I took a break from homework today and hid in my room, actually to do other homework, but whatever. Anyway, my roommate was asleep and the lights were off. I got distracted and started taking pictures of myself... And I'm okay with that. Also, I've decided that my eyebrows are very photogenic.

Here is a taste of my late afternoon experience. It probably would have been good had I done my homework instead, but this was much more fun. As usual.


That being said, I found a page full of EYEBROW templates! Who knew that would be out there?

Thursday, February 12, 2009

Mismatched.

I always thought, or maybe never gave it a thought, that there would be a day that I would be able to really successfully dress myself. Apparently I haven't reached that age just yet. For the past... 3ish years I have worn socks as little as possible. I'm not sure why I suddenly didn't like wearing socks. It might have something to do with the shoes I wear. Probably. Anyway, the past few months I have worn socks off and on, mostly because it's cold, and blah blah. But, my socks rarely ever match. And not in a cute, aww, how mismatched, way. It's more like, can't you see that those two socks are just completely incompatible. Yes, they both go on your feet, but one is a little footie type thing and the other one, well, it's a knee sock. How embarrassing. But. My "sock and things" drawer never seems to have a real PAIR of socks in it. Ever. Okay, maybe twice in a while (that's a little more that once in a while). Maybe the trick is to fold my socks together before I put them in the drawer... Hmm, schmeh schmeh meh.

Praise the Mustache

I have a deep dark secret. Alright, it isn't really a secret. I have a thing for mustaches. I think that they exude manliness (please don't judge me for saying this). I just like the way those fuzzy buddies look on guys' faces. I just want to reach out and touch them. I don't really know why, I just do. Sometimes that strip of fur across the upper lip just adds... distinction. Maybe. I think so. I like it. It could be due to the fact that I go to BYU and that is the only facial hair action going on around here. Who knows. I don't really care. All I know is that I like mustaches. They make my heart feel all warm and fuzzy.

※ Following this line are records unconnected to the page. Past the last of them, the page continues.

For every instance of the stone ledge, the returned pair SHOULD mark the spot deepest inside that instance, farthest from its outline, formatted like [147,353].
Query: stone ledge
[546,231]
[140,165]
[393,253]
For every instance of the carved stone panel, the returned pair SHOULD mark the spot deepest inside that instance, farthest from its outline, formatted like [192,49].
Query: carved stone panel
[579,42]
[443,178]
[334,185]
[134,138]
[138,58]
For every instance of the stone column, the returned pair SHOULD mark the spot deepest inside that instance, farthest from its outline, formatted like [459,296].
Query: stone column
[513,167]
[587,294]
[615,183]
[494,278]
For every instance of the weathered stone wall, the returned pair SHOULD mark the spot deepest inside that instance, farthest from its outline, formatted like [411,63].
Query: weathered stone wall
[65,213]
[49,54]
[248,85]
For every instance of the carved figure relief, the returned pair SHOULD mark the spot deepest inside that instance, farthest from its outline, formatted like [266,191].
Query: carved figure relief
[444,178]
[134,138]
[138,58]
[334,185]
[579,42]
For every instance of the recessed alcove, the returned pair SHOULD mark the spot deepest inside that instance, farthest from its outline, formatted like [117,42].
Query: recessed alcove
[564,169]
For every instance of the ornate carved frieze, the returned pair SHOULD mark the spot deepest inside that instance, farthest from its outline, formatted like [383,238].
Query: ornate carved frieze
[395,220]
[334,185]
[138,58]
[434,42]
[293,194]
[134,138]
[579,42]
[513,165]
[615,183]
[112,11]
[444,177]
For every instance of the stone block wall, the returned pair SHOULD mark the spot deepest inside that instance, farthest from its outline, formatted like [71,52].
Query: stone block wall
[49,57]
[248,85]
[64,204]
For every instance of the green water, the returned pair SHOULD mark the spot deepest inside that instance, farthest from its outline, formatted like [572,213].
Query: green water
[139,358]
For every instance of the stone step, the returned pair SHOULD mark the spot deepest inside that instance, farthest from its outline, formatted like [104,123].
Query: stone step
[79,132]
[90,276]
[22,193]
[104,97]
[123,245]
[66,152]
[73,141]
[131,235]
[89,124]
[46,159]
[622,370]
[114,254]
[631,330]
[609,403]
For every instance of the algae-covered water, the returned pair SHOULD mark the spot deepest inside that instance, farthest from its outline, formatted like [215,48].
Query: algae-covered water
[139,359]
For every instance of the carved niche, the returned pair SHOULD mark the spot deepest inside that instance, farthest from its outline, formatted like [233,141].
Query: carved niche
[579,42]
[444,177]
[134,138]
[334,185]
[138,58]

Side Note: The women's bathroom on the 5th floor of the campus library is creepy. And puke shades of yellow. It made me a little bit afraid for my life.

Thursday, February 5, 2009

Math

The entirety of my problems with regards to mathematics has now become clear to me. I cannot successfully add, subtract, or multiply. Apparently I am okay when it comes to division.

But, after coming to this realization tonight, I feel that I must have completely stumbled my way through 2nd grade and the rest of my elementary, middle school, and high school math courses. Apparently I was luckier than I had realized. I refused to take math my senior year of high school. I am now extremely happy that I followed my gut, otherwise, I may not have made it into college, where I am having such a wonderful experience. With the gargantuan exception of anything involving mathematics.

Along with my descent into mathematical ineptitude, my spelling skills have begun to curdle, and not in the good way like I had intended said skills to mature and grow and flourish. Instead. I am taking German, and now I can't spell in English. Ah. Such is life.

I now feel like I should be back in Mrs. Becker's 2nd grade class, learning about electricity, how to multiply, and reading Catwings and The Trumpet of the Swan.

I had the cutest blue flowered stretchy pants then. A+.